Far, far away from those city lights
and I guess it's just to change the sites.
Finally I need to see you again
but then with you as a...real tough man.

24.07.07

Soeben ist mir klar geworden, dass ich, als angeblich sprachenbegabter Mensch, mit gerade mal 2 plus minus Fremdsprachen in dem, was ich mir vorgenommen habe, schneller wieder den Nullpunkt erreichen werde als dann, würde ich erst gar nicht damit beginnen. Von und mit zwei Sprachen kannst du nicht leben, dir vielleicht jeden Tag 3 bis 4 Stullen schneiden und streichen, dir aber keine riesigen Güter sichern. Das ist schlecht, das ist unpassend, das ist der vorprogrammierte Untergang namens Unter- oder Mittelschicht. Muss doch möglich sein, seinen Arsch hochzukriegen bevor man auf der Fresse landet, sprich den Arsch möglichst oben behalten und die Fresse erst recht, denn Fressen sind ohnehin gefragter als Ärsche, zumindest in dem Bereich, in dem ich mich momentan bewege, also bewegen will. Leute kritisieren meine Kommatasetzung, ohne sich darüber bewusst zu sein, dass dies sehr, sehr fakultativ geschieht, sozusagen ohne Zwang, ohne-r defekter Basis. Um auf das eben angewandte ohne-r zurückzukommen, würde ich es begrüßen mein eigenes Deutsch anzuwenden, sofern sich diese Möglichkeit bietet, ohne mit den entsprechenden Kosequenzen rechnen zu müssen. Gegen den sprachlichen Strom schimmen, sich für etwas einsetzen, das vielleicht nie erfolgreich wird, dazu braucht man eine gehörige Portion Idealismus, Hoffnung und eben nicht nur für den Sprachenfaktus. Isn’t this the moment languages are created for? Well, perhaps not. Apparently not. I guess finally the pleasure’d be all mine and especially in some people’s hearts. Enough about.

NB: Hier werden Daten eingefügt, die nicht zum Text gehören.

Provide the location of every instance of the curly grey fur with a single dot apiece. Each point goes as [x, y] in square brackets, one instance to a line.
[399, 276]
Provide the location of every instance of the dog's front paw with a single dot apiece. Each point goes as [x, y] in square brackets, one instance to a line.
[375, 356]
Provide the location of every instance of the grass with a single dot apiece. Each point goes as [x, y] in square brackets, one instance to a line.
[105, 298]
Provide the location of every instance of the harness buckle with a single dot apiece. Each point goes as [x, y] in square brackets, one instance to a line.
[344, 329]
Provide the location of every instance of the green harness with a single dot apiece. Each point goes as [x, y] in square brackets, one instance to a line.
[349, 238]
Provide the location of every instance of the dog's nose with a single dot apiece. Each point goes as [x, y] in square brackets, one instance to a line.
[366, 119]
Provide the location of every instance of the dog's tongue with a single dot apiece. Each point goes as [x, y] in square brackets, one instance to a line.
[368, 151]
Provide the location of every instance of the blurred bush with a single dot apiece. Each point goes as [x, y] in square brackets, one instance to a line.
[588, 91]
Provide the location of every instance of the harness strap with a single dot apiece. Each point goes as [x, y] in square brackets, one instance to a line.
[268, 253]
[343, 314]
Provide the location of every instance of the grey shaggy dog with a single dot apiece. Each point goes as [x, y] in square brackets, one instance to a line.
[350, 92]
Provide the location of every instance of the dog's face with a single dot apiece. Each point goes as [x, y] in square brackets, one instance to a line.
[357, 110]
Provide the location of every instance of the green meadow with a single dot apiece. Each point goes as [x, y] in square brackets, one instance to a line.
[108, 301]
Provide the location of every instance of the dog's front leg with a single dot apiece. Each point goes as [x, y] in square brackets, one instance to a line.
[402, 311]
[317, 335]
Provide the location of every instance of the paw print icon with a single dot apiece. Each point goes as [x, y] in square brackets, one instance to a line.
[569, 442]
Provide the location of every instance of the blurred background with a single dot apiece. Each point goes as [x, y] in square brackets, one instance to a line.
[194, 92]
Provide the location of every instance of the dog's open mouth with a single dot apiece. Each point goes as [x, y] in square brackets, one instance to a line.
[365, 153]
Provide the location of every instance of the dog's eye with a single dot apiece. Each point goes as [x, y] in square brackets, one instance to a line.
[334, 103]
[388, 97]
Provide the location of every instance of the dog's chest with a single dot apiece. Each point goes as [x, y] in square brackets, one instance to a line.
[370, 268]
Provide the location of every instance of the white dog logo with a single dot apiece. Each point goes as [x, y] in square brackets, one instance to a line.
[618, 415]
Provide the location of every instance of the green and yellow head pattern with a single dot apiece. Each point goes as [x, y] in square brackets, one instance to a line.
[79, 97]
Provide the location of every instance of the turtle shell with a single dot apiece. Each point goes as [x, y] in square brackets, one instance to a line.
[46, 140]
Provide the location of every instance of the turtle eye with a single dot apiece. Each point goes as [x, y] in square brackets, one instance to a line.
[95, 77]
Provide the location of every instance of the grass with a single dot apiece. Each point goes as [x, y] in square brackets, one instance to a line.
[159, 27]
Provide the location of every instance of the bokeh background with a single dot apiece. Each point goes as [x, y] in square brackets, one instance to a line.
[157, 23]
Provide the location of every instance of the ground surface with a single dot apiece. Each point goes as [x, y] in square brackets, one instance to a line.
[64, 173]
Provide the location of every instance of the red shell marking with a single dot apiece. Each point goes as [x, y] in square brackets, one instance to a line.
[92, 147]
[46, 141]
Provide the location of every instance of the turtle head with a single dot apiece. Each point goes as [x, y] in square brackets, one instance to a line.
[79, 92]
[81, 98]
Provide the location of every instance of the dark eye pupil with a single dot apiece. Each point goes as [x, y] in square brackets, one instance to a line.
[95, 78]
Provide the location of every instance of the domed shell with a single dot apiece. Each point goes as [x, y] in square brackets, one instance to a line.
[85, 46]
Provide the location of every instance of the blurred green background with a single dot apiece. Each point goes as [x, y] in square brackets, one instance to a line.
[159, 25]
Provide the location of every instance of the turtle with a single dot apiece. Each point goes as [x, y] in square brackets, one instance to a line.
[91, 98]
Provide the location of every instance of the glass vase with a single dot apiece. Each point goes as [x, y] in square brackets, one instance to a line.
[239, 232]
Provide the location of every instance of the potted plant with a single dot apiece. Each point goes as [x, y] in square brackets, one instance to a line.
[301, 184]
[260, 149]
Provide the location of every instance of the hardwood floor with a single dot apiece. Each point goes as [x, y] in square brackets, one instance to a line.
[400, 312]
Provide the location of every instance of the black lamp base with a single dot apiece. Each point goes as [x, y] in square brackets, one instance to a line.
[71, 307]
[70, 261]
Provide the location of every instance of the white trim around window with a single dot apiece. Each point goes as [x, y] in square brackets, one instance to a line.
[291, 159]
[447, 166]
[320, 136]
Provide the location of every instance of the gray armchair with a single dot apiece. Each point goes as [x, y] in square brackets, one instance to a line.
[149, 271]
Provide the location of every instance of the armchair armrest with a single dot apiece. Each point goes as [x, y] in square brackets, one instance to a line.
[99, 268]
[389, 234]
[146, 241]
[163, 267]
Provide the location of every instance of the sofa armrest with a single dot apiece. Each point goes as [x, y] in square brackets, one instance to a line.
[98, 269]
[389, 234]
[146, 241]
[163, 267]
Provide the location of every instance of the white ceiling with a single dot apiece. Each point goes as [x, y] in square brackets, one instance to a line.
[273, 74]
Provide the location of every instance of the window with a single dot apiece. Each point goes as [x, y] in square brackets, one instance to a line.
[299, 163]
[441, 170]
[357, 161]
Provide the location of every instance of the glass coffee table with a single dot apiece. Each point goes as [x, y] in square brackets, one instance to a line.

Jedenfalls bin ich dazu verpflichtet, ich habe mich dazu-, mein Gedächtnis, meine kognitiven Fähigkeiten zu schulen, zu verbessern. Ich denke, im Grunde meines Herzens könnte ich wesentlich besser sein. Wenn ich lese, brauche ich nicht lernen. Mag heißen, dass ich Dinge lese, Worte lese und sehe, um sie dann nie wieder zu vergessen. Es steckt also doch eine unbewusste Intention dahinter, Wissen behalten zu wollen und sich wieder in dem Wissen zu befinden, dies auch zu können. Man spricht sich allzu oft die Kompetenz ab, Asphalt beschreiten zu können. Vor allem im Sommer, wenn es heiß ist.

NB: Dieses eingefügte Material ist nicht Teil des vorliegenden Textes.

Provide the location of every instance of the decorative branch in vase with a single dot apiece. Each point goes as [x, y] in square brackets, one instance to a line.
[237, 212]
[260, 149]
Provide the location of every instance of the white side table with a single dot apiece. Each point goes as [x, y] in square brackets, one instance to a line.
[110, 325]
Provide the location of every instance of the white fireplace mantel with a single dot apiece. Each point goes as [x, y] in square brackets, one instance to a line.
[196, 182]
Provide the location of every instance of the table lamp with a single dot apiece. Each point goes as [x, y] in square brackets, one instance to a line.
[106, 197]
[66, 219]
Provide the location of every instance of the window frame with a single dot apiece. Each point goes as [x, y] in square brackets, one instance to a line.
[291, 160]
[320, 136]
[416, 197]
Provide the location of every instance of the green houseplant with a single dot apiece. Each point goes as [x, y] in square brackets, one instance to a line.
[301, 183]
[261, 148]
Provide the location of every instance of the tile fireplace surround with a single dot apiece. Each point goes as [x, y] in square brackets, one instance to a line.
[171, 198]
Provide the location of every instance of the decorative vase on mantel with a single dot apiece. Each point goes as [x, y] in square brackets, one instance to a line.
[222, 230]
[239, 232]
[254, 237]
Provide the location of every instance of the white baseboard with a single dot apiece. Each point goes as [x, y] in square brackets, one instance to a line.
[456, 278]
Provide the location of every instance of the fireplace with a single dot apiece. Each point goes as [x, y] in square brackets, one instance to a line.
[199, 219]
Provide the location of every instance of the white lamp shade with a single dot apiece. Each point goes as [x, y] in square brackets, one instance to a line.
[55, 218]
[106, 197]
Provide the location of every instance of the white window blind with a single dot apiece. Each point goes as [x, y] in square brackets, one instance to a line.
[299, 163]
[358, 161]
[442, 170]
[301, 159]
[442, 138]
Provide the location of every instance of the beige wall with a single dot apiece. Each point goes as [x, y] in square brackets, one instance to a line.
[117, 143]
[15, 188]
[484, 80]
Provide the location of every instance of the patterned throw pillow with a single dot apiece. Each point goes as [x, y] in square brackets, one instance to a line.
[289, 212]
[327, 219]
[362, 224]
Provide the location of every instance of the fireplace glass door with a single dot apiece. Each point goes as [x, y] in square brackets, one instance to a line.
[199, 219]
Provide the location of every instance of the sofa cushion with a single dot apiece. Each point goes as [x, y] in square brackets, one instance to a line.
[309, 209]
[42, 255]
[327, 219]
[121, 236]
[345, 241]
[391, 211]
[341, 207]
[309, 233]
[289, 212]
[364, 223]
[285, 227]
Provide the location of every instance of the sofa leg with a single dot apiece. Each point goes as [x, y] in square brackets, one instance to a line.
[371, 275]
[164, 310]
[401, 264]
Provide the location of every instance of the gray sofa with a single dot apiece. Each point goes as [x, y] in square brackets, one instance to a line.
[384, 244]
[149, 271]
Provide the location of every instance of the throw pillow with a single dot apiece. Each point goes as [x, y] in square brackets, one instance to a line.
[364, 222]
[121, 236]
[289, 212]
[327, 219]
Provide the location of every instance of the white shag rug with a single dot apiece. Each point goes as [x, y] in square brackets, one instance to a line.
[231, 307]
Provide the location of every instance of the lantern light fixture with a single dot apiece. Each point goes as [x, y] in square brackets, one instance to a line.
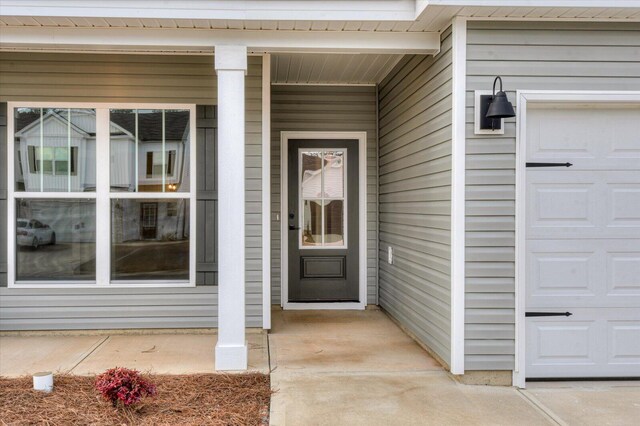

Wie auch immer, ich schätze, mein größtes mich fortwährend verfolgendes Problem, ich im Disput mit mir selbst, ist, dass ich gedanklich wohl niemals zum Stillstand komme, jedoch dennoch nichts damit erreiche. Kein Endprodukt, keine Tuchfühlung, nicht einmal einen geistigen Dünnschiss von harmonischer Euphorie, gäbe es dieses tolle Wortspiel. Meine Angst, mich und meine Nebenbuhler, Kinder und dergleichen, zu schlecht, zu monoton durchzubringen. Mein Wunsch respektive Gedanke, mich lieber in den Tod zu stürzen als das Beste, etwas Gutes, daraus zu machen. Das ist fatal und wie gut, dass ich immer noch daran glaube, es irgendwann umsetzen zu können. Mein Tag sieht in etwa so aus: Aufstehen, daran denken, irgendetwas nicht getan zu haben, es aber spätestens bis zum Abend getan haben zu müssen und gleichermaßen zu wissen, dies ohnehin niemals zu tun. Das ist, wie könnte man es anders benennen, sinnlos, ohne Halt, ohne Verschluss, ohne Disput. Dabei entsteht nichts, zumindest nichts, worüber man nachdenken müssten, denn normalerweise macht man diese Art von Dingen einfach, ohne darüber nachzudenken. Nennt sich leben, und, man macht es natürlich trotzdem, also das Nachdenken, beziehungsweise nicht, also das in die Tat umsetzen. To put it into practise without doing anything.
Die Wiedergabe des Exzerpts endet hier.